Office is mulling the closure of 15 stores in the UK over the next two years as part of a wider turnaround strategy from parent company Truworths.
Truworths chief executive Michael Mark told analysts last week the group expects to run down leases on between 10 and 15 of its 139-strong UK store estate over the next two years, as part of a turnaround plan to boost sales and profits at the struggling footwear retailer.
In the presentation, Mark also earmarked three “problematic” Office concessions for closure over a two-year timeframe.
He said: “Closure of poor-performing stores remains a priority while enhancing the e-commerce offering to grow sales in a consumer environment trending towards online shopping – footwear is highly conducive to online retailing.”
South African-based Truworths cited Brexit as an issue as well as the “intense pressure” being put on consumer confidence.
Despite these challenges, Mark said “given current levels of profitability, cash generation, solvency and liquidity, no major business restricting is appropriate”.
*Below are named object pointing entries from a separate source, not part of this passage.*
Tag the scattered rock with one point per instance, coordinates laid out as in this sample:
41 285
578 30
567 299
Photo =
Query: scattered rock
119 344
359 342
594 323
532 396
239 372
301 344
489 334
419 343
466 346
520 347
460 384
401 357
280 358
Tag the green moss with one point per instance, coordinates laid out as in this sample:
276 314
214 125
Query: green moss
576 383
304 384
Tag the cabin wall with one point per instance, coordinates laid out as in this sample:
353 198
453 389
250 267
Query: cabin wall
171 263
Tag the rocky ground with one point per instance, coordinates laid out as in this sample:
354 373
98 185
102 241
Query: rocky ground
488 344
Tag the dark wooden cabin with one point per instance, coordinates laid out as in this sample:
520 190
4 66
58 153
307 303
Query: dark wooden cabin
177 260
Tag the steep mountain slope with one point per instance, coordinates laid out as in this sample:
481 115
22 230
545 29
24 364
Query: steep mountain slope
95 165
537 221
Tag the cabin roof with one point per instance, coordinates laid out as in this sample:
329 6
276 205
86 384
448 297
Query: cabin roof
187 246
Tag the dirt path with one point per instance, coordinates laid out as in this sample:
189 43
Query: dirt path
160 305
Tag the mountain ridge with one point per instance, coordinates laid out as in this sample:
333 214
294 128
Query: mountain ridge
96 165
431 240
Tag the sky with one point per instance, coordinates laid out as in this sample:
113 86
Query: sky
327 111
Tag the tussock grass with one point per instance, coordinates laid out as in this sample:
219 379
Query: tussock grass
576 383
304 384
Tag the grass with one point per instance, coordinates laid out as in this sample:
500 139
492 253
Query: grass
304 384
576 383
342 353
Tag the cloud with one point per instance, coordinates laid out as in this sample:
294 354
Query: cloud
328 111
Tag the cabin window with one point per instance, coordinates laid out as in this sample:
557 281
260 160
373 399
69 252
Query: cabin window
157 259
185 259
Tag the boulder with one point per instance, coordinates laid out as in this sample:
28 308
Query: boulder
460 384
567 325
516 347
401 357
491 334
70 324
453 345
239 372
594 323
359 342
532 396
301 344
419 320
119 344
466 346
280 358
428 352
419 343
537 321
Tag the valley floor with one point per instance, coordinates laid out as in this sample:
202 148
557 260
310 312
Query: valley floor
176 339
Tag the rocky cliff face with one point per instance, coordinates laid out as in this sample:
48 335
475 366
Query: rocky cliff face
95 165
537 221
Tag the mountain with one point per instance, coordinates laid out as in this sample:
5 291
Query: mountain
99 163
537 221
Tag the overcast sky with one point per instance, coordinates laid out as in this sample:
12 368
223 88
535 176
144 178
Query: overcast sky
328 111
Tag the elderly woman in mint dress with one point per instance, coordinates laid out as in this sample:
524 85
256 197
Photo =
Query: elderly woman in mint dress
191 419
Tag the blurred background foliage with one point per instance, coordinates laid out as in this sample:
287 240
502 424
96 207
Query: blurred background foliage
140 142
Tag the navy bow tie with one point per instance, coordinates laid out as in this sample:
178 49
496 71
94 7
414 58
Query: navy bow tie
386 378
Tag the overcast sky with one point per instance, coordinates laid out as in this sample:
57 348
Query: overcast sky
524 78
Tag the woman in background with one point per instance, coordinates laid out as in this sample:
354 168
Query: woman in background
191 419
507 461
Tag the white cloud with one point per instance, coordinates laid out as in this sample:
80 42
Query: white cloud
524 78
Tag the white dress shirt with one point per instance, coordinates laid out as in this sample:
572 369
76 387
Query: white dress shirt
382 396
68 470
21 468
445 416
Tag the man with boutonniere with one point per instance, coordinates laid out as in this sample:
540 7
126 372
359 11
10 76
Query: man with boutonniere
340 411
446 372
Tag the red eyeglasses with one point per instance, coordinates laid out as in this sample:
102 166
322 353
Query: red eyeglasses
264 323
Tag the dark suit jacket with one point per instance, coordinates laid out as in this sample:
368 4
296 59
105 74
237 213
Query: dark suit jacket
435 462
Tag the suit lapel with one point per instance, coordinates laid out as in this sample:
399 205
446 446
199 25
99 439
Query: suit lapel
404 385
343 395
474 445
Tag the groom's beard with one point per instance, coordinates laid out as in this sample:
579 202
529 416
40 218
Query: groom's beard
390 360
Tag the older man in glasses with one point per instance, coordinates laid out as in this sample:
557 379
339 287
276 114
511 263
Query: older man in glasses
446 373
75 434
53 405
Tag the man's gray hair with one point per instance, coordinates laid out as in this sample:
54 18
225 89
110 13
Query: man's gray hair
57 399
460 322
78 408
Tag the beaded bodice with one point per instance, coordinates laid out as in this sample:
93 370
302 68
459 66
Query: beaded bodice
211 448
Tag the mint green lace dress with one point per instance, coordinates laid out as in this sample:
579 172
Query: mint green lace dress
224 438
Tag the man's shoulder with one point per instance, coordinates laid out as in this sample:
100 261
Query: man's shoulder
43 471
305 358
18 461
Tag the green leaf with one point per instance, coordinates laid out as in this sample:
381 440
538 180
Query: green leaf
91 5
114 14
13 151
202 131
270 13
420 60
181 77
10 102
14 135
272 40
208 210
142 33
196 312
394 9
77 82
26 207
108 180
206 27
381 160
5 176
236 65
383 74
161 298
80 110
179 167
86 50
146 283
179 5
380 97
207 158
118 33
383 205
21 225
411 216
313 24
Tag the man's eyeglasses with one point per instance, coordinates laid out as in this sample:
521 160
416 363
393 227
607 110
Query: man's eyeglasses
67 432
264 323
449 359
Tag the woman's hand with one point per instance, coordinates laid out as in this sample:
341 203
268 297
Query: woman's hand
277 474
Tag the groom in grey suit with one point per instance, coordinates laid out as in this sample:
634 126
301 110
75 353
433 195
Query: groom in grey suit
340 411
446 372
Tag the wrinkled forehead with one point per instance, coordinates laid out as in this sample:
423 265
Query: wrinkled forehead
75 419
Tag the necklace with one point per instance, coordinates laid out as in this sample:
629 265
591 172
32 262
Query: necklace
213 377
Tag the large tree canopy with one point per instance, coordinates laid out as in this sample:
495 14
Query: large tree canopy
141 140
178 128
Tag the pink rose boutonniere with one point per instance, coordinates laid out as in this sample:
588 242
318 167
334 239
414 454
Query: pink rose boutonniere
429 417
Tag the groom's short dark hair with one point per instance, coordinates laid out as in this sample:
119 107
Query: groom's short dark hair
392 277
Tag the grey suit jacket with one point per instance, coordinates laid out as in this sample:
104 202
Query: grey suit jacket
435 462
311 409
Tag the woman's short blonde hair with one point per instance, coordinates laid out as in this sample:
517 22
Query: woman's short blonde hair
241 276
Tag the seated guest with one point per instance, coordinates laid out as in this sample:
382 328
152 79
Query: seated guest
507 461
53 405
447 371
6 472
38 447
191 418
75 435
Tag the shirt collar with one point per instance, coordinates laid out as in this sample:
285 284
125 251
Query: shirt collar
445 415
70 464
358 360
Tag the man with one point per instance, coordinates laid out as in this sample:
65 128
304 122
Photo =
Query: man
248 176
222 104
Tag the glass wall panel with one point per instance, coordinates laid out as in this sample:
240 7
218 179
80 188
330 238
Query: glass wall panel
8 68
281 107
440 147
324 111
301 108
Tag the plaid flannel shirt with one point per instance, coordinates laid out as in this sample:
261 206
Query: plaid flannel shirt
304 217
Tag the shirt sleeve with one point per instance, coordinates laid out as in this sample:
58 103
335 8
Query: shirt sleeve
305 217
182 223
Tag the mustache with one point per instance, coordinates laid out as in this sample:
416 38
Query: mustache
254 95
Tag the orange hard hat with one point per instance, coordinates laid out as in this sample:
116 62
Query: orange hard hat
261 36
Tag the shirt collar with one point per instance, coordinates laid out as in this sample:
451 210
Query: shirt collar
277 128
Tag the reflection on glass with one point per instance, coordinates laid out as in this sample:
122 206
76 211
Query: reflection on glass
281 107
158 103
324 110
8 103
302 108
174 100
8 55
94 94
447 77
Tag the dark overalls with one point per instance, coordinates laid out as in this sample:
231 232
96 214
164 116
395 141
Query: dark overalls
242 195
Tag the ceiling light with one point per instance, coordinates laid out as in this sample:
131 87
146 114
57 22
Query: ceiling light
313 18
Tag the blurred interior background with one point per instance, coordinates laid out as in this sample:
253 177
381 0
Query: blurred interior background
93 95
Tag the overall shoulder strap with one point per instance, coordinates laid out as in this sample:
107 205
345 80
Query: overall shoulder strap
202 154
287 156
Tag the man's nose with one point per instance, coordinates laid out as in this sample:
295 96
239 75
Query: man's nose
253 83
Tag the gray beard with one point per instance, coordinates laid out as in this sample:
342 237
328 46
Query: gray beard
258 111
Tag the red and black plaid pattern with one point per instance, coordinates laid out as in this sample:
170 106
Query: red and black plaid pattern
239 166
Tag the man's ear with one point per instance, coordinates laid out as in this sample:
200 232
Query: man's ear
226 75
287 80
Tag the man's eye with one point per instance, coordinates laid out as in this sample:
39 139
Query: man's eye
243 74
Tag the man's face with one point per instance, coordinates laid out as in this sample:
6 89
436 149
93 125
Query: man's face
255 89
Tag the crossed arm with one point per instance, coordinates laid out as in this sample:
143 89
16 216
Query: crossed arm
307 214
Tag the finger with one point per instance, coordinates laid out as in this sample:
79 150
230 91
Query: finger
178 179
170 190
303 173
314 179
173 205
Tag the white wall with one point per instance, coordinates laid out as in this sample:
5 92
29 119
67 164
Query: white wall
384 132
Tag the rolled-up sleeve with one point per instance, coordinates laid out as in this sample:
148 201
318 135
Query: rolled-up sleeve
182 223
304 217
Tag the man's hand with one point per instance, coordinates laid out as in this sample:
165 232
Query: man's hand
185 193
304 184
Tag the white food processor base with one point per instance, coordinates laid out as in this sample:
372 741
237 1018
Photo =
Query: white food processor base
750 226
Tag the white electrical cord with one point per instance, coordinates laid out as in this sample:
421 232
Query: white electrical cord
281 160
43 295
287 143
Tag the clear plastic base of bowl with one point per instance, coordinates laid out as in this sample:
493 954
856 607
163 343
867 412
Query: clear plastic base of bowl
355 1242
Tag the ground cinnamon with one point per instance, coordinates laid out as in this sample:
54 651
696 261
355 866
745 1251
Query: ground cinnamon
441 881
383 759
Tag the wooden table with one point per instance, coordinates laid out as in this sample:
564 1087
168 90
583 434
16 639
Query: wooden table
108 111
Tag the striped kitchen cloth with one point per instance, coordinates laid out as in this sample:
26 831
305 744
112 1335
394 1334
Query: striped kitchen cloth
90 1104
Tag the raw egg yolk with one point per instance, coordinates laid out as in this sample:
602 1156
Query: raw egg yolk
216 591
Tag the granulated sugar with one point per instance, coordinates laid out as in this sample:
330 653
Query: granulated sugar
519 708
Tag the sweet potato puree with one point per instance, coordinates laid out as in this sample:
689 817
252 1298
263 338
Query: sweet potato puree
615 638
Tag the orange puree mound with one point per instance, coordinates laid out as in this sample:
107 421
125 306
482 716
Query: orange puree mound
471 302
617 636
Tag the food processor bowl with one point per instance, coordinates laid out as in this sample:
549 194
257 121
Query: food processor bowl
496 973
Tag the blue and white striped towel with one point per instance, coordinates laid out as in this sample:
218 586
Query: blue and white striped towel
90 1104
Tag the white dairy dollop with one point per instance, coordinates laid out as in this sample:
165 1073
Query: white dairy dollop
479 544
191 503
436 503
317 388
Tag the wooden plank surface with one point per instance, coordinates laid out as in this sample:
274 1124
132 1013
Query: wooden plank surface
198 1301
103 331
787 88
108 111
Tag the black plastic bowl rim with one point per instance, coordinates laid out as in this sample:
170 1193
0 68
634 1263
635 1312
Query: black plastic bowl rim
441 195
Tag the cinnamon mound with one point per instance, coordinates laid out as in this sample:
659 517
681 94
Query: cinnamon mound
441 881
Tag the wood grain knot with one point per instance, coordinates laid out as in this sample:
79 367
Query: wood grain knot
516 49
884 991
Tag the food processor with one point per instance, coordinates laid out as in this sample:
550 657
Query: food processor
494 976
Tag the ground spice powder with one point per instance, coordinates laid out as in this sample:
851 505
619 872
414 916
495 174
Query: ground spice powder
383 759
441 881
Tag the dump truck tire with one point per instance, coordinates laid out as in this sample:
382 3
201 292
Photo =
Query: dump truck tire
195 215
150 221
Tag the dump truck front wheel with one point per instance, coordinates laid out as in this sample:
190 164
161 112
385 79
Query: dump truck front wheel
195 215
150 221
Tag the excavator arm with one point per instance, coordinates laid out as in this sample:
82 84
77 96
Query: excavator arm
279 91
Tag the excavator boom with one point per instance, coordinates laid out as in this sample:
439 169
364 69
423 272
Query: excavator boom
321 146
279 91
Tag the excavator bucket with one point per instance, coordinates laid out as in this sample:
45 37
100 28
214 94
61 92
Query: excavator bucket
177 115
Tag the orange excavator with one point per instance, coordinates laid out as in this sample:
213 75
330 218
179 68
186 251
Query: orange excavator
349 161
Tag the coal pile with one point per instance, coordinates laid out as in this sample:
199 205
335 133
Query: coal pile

The news comes after it emerged in June that Office had appointed advisers Alvarez & Marsal and Deloitte to examine restructuring options, including a possible CVA.
In the year to June 30, Office had an operating loss of £94.7m, despite sales jumping 1% to £279m driven predominantly by a 10% uptick in digital sales.
Office also suffered from department store chain House of Fraser entering administration, as it was owed £700,000 from its concessions across the department stores.